Le hizo al otro un gesto con el cigarrillo y añadió:
— Cualquier día de estos te van a enchironar, Gunvald.
— No creo.
Dicho esto, Gunvald Larsson salió del despacho con pasos estrepitosos. En la puerta se encontró con Kollberg, que se echó a un lado y luego, mirando de reojo sus enormes espaldas, dijo:
— ¿Qué le pasa al hombre-ariete? ¿Se ha cabreado?
Martin Beck asintió. Kollberg se acercó a la ventana y echó un vistazo.
— Hay que joderse —dijo.
— ¿Sigue todavía Åsa con vosotros?
— Sí. Y, por favor, no me preguntes si he montado un harén. Ya me lo ha preguntado el señor Larsson.
Martin Beck estornudó.
— Salud —dijo Kollberg—. A punto estuve de cogerlo y tirarlo por la ventana.
Desde luego, Kollberg debía de ser uno de los pocos capaces de llevar a cabo semejante tarea, pensó Martin Beck.
— Gracias —dijo.
— ¿Por qué me das las gracias?
— Por haberme deseado salud.
— De nada. Dar las gracias es algo que muchos no saben hacer. Una vez me tocó ocuparme del caso de un fotógrafo de prensa que dio a su mujer una tremenda paliza y luego la tiró desnuda a la nieve por no darle las gracias cuando le dijo «¡salud!». En Nochevieja. Ni que decir tiene que estaba borracho.
Se quedó callado un momento, luego dijo vacilante:
— No hay forma de sacarle nada más. A Åsa, quiero decir.
— Bueno, ahora ya sabemos de qué se ocupaba Stenström —replicó Martin Beck.
Kollberg lo miró asombrado.
— ¿Ah, sí? ¿Lo sabemos?
— Desde luego. Del caso Teresa. Claro como el agua.
— ¿Del caso Teresa?
— Sí. ¿No me digas que no has caído en ello?
— Pues no —repuso Kollberg—. No he caído. Y eso que he repasado mentalmente todo lo sucedido en los últimos diez años. ¿Por qué no me dijiste nada?
Martin Beck lo miró y mordió pensativo su bolígrafo. Ambos tenían el mismo pensamiento, y fue Kollberg quien lo puso en palabras:
— No conviene comunicarse exclusivamente por vía telepática.

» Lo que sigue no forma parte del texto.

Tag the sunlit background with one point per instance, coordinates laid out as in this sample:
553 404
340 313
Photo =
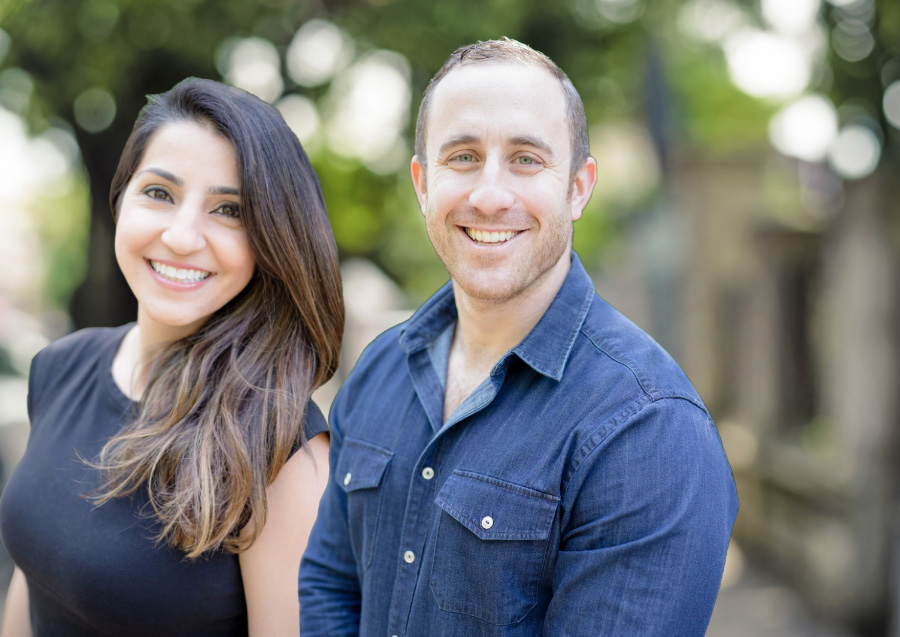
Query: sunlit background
746 216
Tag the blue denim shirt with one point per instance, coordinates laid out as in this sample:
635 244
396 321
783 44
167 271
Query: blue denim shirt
581 490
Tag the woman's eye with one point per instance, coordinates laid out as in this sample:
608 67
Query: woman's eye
229 210
155 192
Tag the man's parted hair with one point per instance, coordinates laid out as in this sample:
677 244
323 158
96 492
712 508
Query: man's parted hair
512 51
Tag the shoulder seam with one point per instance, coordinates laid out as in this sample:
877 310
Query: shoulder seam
603 431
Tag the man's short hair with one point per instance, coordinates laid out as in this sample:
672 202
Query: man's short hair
507 50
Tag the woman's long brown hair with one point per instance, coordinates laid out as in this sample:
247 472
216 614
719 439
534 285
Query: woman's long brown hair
224 407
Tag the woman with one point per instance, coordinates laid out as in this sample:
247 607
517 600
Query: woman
160 492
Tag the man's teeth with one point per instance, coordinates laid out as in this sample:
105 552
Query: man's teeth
484 236
181 275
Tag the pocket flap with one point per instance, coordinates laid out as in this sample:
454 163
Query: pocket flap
361 465
494 509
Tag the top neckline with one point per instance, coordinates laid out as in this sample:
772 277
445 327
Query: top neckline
117 397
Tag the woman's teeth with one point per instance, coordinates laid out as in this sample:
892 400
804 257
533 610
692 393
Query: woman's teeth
484 236
179 275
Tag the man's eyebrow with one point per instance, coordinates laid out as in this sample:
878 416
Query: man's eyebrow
224 190
534 142
459 140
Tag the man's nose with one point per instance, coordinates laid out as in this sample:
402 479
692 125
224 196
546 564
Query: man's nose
492 191
184 234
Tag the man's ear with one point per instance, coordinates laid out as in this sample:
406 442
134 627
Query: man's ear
582 187
417 172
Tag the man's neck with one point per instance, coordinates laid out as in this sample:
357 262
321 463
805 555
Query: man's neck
486 330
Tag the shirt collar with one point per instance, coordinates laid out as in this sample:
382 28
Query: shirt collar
545 349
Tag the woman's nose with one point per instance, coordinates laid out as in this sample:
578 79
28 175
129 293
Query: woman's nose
184 235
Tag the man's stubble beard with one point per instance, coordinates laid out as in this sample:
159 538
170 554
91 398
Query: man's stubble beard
526 271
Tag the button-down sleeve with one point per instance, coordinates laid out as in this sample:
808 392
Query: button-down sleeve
328 585
645 525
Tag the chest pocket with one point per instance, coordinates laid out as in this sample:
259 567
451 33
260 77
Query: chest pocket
361 467
491 548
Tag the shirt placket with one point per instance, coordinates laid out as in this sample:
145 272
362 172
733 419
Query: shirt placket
414 533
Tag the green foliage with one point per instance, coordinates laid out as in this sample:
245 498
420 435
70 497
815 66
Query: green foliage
135 47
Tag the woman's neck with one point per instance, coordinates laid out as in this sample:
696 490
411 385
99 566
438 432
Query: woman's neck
133 361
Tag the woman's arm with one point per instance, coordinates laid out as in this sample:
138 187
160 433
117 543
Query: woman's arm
16 620
269 567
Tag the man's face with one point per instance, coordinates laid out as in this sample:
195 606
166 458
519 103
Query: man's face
496 190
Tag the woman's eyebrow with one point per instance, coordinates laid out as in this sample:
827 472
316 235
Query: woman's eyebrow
178 181
165 174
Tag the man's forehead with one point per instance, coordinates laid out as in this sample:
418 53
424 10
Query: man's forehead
502 92
496 74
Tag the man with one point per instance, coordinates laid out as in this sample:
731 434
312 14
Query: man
517 458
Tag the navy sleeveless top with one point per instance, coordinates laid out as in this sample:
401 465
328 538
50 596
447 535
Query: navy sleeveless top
98 571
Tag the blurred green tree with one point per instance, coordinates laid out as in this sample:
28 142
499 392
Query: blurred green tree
628 58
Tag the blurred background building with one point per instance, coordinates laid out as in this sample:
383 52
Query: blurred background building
747 215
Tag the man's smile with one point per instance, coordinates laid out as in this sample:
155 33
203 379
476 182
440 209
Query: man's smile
490 237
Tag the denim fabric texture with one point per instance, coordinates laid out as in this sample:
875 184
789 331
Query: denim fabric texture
581 490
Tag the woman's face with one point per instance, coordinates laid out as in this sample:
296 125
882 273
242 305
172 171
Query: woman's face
180 241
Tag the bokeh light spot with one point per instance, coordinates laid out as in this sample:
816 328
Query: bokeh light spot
4 44
805 128
794 17
852 40
318 51
370 109
95 110
253 64
767 65
855 152
891 104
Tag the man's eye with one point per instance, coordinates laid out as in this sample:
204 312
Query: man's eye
155 192
229 210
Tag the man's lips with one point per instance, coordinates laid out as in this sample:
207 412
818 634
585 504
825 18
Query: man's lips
490 237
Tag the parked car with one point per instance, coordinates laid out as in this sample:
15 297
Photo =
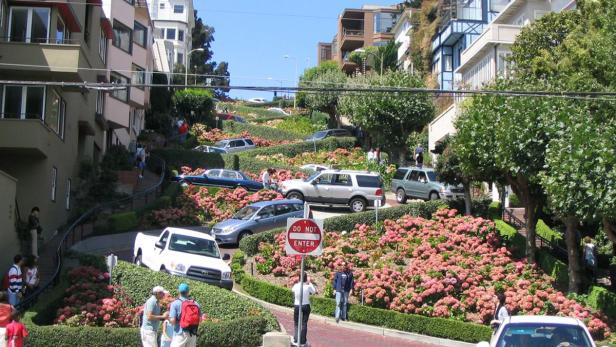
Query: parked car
323 134
278 110
221 178
314 167
235 145
413 182
357 189
185 253
524 331
256 218
209 149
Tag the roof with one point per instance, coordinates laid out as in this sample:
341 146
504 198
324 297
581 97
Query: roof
543 320
189 232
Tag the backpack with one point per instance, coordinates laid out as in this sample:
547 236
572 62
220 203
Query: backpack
189 316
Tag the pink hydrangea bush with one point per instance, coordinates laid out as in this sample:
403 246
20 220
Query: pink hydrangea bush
449 266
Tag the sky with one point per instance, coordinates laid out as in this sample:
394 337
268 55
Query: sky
255 35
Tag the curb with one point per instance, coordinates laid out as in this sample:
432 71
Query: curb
364 327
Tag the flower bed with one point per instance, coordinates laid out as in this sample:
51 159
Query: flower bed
447 267
197 206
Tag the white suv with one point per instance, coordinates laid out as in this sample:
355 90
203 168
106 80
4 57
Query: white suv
357 189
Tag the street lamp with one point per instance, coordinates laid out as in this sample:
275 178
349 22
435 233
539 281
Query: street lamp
186 64
361 50
295 97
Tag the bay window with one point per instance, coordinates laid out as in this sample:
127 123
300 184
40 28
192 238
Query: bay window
29 24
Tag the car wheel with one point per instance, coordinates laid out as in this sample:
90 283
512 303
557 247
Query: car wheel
138 260
358 204
242 235
401 196
295 196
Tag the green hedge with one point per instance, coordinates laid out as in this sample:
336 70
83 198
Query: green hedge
513 239
437 327
553 267
250 244
262 131
602 299
216 302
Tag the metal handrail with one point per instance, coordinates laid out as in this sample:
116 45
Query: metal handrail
72 229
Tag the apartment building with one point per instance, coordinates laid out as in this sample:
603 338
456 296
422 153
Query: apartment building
129 60
47 130
370 25
173 22
402 36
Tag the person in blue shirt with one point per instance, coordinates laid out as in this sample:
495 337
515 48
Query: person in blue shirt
183 337
343 285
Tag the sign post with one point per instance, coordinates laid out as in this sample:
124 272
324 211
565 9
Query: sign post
304 237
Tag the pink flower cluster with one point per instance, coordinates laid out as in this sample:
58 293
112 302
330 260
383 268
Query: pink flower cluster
449 266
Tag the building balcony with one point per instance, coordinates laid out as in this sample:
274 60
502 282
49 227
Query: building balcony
45 61
495 34
30 137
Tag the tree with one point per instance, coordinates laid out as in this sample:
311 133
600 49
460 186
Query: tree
324 100
388 117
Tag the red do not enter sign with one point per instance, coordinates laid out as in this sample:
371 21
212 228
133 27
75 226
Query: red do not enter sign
304 236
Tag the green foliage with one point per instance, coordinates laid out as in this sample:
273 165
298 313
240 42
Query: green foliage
195 105
265 132
388 117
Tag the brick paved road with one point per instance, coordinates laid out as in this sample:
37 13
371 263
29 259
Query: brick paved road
322 334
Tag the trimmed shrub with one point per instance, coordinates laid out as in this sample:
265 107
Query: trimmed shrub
553 267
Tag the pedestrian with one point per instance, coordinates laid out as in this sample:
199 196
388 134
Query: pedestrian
15 277
34 225
152 317
343 285
6 312
308 289
185 316
419 156
16 332
32 277
590 259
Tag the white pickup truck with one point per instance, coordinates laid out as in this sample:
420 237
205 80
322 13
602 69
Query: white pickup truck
184 252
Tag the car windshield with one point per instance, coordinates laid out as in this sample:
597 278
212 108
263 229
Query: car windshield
537 334
246 213
193 245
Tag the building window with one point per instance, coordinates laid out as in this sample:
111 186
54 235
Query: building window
140 35
68 194
102 47
55 113
20 102
122 37
170 34
54 181
121 94
138 75
29 24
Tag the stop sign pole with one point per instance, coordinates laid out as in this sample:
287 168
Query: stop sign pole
304 237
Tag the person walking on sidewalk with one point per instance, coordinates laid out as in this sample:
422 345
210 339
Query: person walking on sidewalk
34 225
343 285
308 289
152 317
185 316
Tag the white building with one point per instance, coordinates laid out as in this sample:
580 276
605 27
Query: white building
173 24
486 57
402 35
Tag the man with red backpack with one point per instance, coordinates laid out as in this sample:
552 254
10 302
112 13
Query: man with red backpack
185 315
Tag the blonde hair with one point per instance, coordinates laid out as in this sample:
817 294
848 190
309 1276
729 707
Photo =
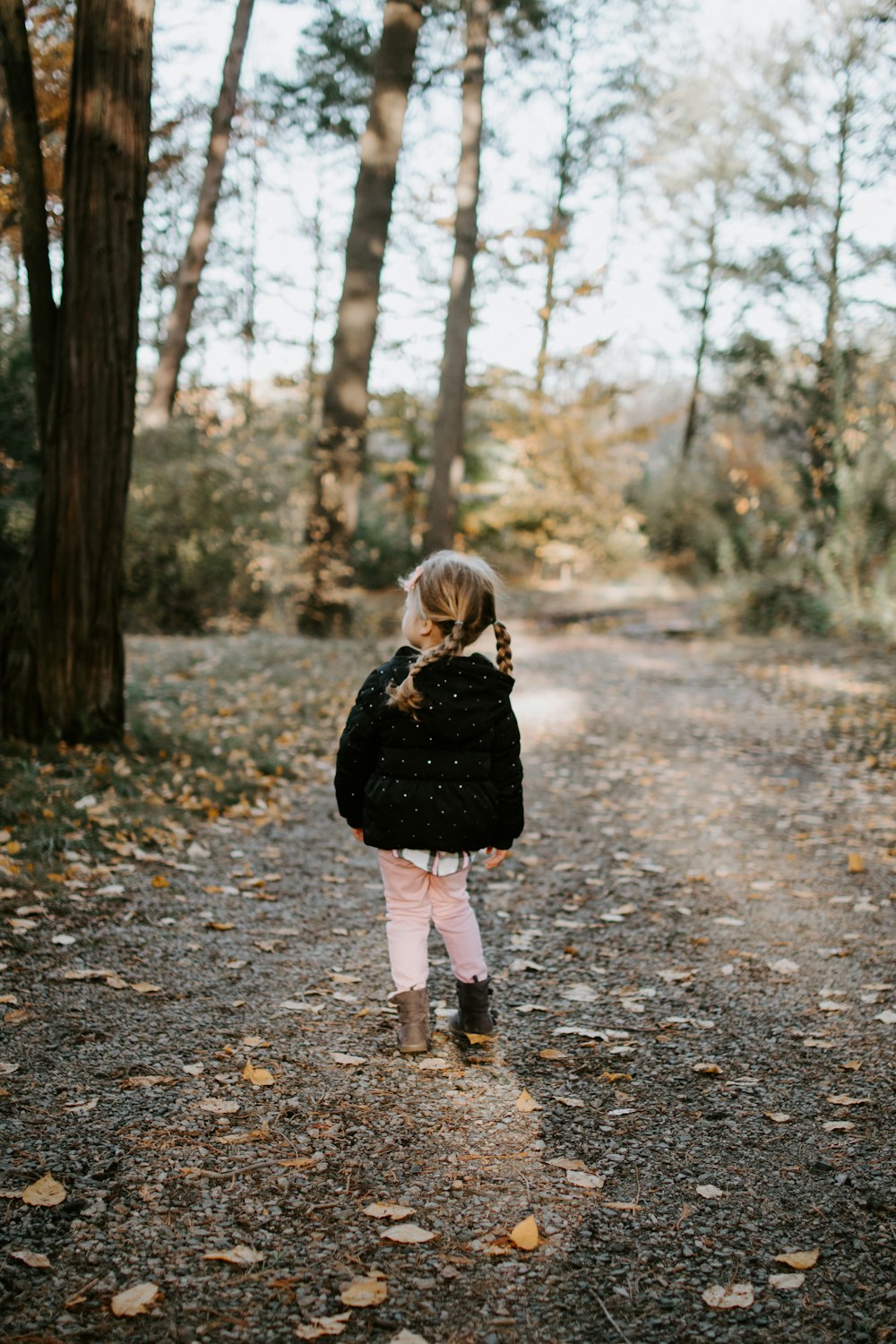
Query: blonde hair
457 593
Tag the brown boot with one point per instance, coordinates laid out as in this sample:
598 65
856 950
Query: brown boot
413 1027
473 1013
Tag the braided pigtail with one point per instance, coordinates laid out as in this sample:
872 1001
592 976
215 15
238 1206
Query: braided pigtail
406 696
503 640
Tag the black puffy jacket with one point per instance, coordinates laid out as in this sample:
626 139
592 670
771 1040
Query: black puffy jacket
450 779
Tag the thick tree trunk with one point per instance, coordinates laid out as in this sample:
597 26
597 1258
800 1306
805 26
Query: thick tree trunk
62 664
339 446
447 437
694 405
191 269
19 96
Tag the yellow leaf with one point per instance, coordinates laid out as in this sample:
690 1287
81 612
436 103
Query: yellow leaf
525 1234
134 1301
408 1234
45 1193
242 1255
31 1258
258 1077
726 1297
798 1260
365 1290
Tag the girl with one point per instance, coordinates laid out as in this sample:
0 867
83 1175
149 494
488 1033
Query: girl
427 771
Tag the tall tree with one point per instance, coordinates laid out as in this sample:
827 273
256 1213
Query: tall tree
826 108
190 271
447 435
339 445
62 660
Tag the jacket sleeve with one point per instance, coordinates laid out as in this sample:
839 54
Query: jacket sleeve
506 773
358 750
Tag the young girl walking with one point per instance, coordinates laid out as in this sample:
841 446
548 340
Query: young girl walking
427 773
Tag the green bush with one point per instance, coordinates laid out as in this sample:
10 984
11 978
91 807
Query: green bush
194 519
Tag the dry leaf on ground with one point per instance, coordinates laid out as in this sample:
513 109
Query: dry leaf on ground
408 1234
785 1281
798 1260
525 1234
258 1077
134 1301
45 1193
323 1325
387 1210
367 1290
34 1260
586 1180
735 1295
237 1255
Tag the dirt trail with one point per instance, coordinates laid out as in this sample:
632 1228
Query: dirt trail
683 898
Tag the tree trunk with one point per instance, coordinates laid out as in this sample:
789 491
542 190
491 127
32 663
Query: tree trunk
447 435
339 446
62 663
712 263
19 96
164 389
825 432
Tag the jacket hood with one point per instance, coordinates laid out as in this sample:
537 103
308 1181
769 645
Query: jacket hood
468 685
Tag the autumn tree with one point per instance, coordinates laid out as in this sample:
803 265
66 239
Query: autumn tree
164 387
62 661
338 453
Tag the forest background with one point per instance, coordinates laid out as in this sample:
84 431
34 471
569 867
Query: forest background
677 346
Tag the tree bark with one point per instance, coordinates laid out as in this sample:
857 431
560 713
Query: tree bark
447 435
190 271
35 236
694 405
339 446
62 661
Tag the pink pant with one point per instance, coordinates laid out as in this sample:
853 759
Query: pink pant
413 897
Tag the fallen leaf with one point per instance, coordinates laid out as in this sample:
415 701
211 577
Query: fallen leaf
525 1234
785 1281
723 1298
218 1107
408 1234
244 1255
584 1180
387 1210
34 1260
45 1193
798 1260
365 1290
323 1325
134 1301
258 1077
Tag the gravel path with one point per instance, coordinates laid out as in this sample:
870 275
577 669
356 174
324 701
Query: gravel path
694 1073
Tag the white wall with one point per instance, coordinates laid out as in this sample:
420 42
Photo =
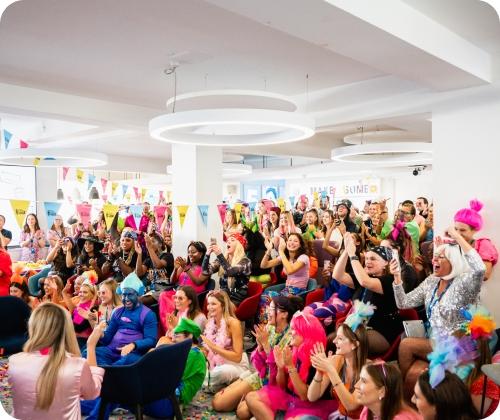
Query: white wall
466 165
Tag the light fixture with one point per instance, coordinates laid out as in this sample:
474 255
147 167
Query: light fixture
52 157
229 170
385 153
232 118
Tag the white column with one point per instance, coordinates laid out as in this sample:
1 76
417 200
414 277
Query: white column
465 166
196 180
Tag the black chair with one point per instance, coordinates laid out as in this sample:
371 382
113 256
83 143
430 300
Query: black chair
154 377
14 313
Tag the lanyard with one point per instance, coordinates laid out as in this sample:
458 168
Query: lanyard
436 299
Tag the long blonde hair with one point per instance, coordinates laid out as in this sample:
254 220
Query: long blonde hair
50 327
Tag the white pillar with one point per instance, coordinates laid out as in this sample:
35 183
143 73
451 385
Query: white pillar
465 166
196 180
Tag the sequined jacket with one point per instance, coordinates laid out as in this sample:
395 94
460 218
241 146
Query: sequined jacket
445 316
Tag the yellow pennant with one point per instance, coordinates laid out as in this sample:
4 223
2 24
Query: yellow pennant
20 208
109 211
79 175
182 214
237 210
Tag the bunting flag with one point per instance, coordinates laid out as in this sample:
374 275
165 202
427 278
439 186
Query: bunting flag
114 186
237 210
281 204
182 214
104 184
109 211
159 212
51 209
203 208
90 181
79 175
7 135
20 208
222 212
136 211
83 211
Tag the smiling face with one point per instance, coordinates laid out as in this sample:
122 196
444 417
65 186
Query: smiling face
425 409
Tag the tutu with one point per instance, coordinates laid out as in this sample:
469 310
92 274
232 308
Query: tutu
280 400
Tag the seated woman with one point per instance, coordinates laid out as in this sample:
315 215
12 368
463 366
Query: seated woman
157 267
186 306
91 257
294 375
293 255
49 377
223 342
234 269
376 282
342 371
468 222
274 333
380 391
455 283
448 400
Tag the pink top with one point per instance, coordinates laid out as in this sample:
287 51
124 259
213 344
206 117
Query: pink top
76 379
300 277
185 280
403 415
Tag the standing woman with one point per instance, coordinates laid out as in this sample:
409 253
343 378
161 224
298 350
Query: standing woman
49 377
32 239
234 268
223 342
57 231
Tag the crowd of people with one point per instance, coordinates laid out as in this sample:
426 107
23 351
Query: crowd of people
397 331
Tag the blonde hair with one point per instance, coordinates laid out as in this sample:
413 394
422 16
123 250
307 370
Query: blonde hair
50 326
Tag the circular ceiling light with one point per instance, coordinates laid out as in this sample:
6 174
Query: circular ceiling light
228 169
46 157
263 122
385 153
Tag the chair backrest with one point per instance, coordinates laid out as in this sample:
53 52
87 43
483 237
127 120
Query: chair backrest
153 377
15 314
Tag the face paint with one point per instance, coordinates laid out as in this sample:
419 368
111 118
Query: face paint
130 298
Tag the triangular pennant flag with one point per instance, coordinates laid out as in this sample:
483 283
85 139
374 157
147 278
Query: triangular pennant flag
114 186
203 208
136 211
109 211
159 215
51 209
20 208
182 214
83 211
79 175
7 135
90 181
237 210
104 184
222 211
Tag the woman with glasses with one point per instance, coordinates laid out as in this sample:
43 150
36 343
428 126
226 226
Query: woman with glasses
380 391
458 272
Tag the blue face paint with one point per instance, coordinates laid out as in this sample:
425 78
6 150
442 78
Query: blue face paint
130 298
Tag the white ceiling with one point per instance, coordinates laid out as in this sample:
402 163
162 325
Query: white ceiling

— La verdad es que no —dijo Martin Beck—. Además, el caso Teresa es de hace dieciséis años. Y tú no tuviste nada que ver en la investigación. Fue la policía de Estocolmo la que se ocupo de él, de principio a fin. Ek debe de ser el único que sigue aquí desde entonces.
— Entonces, ¿ya has revisado la documentación?
— Qué va. Sólo la he hojeado un poco. La investigación tiene miles de páginas. Los papeles están en Västberga. ¿Quieres que vayamos a ver?
— Sí. Creo que necesito refrescar la memoria.
Ya en el coche, Martin Beck dijo:
— Quizá lo que recuerdes sea suficiente para comprender por qué Stenström decidió ocuparse de Teresa…
Kollberg asintió.
— Sí, porque es el caso más difícil que pudo encontrar.
— Exacto. Un asunto imposible. Quería mostrar de una vez por todas de lo que era capaz.
— Y salió con los pies por delante… —dijo Kollberg—. ¡Hay que ser idiota, joder! ¿Pero cuál sería la relación?
Martin Beck no respondió. Ya no volvieron a decir nada hasta que, después de diversas vicisitudes, consiguieron llegar a Västberga y aparcar en plena nevada junto a la jefatura sur de policía. Entonces, Kollberg dijo:
— ¿El caso Teresa puede resolverse? ¿Ahora?
— Ni hablar —respondió Martin Beck.
Kollberg suspiró tristemente, mientras hojeaba con desgana y sin orden los montones de informes encuadernados.